A meddler in the affairs of others is seldom moved by the spirit of charity. He is not curious to discover where he can lend a hand of assistance. If such were the case, it were a trait to be admired rather than despised; but, allied as it is to envy and slander, to idle curiosity and inquisitiveness, it can but be detested by all honest seekers for others' good, and shunned by the truly enlightened and refined. And if one would be honored and respected, he will strive to be as free from the spirit of meddling as possible. He will relegate that to the low and frivolous, and respect himself too highly to be classed among them.

Anger

Anger is the most impotent passion that accompanies the mind of man. It affects nothing it sets about, and hurts the man who is possessed by it more than the other against whom it is directed.

The disadvantages arising from anger, which are its unfailing concomicants under all circumstances, should prove a panacea for the complaint. In moments of cool reflection the man who indulges it views with a deep disgust the desolation wrought by passion. Friendship, domestic happiness, self-respect, the esteem of others, are swept away as by a whirlwind, and one brief fit of anger sometimes suffices to lay in wreck the home happiness which years have been cementing together. What crimes have not been committed in the paroxysms of anger! Has not the friend murdered his friend? the son massacred his parent? the creature blasphemed his Creator. When, indeed, the nature of this passion is considered what crimes may it not commit? Is it not the storm of the human mind which wrecks every better affection—wrecks reason and conscience, and, as a ship driven without helm or compass before the rushing gale, is not the mind borne away without guide or government by the tempest of unbounded rage?

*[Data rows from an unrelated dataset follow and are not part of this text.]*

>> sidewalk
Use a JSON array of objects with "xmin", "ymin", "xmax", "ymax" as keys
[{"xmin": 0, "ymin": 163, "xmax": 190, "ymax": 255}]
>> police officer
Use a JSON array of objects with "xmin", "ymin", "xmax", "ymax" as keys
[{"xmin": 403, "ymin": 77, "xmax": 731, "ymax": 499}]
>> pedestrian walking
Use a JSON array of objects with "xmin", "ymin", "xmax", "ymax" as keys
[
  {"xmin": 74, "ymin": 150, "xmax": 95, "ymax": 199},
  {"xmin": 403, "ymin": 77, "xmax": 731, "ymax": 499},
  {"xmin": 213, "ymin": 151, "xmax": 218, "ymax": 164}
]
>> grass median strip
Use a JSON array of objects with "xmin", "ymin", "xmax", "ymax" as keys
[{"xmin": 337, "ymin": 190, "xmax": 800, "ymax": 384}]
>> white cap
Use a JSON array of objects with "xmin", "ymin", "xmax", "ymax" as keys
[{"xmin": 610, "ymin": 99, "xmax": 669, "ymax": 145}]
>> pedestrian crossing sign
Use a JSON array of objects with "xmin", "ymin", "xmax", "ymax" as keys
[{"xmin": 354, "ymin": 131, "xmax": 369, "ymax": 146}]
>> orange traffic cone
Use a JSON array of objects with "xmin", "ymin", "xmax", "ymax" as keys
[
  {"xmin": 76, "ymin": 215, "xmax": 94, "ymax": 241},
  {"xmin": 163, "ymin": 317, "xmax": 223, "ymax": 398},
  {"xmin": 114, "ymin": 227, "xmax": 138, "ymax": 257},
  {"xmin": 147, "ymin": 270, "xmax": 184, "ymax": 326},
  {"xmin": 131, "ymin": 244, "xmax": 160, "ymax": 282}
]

To be angry about trifles is low and childish; to rage and be furious is brutish; and to maintain perpetual wrath is akin to the practice and temper of devils. The round of a passionate man's life is in contracting future debts in his passionate moments which he may have to pay in the future, and when it is most inconvenient to make payment. He spends his time in outrage and acknowledgment, in injury and reparation; for anger begins in folly, but ends in repentance. Anger may be looked for in the character of weak-minded people, children not yet learned to govern themselves, and those who, for any reason, are not expected to have full command over their faculties; but no sensible man or woman in the full possession of their powers will suffer the degradation of allowing themselves to be overcome by anger without afterwards experiencing the utmost mortification.

A passionate temper renders a man unfit for advice, deprives him of his reason, robs him of all that is really great or noble in his nature; it makes him unfit for conversation, destroys friendship, changes justice into cruelty, and turns all order into confusion. Man was born to reason, to reflection, and to do all things quietly and in order. Anger takes from him this prerogative, transforms his manship into childish petulance, his reasoning powers into brute instinct. Consider, then, how much more you often suffer from your anger than from those things for which you are angry. Consider, further, whether that for which you give way to angry outbreaks is any fit compensation whatever for the degradation and loss you suffer by giving way to passion.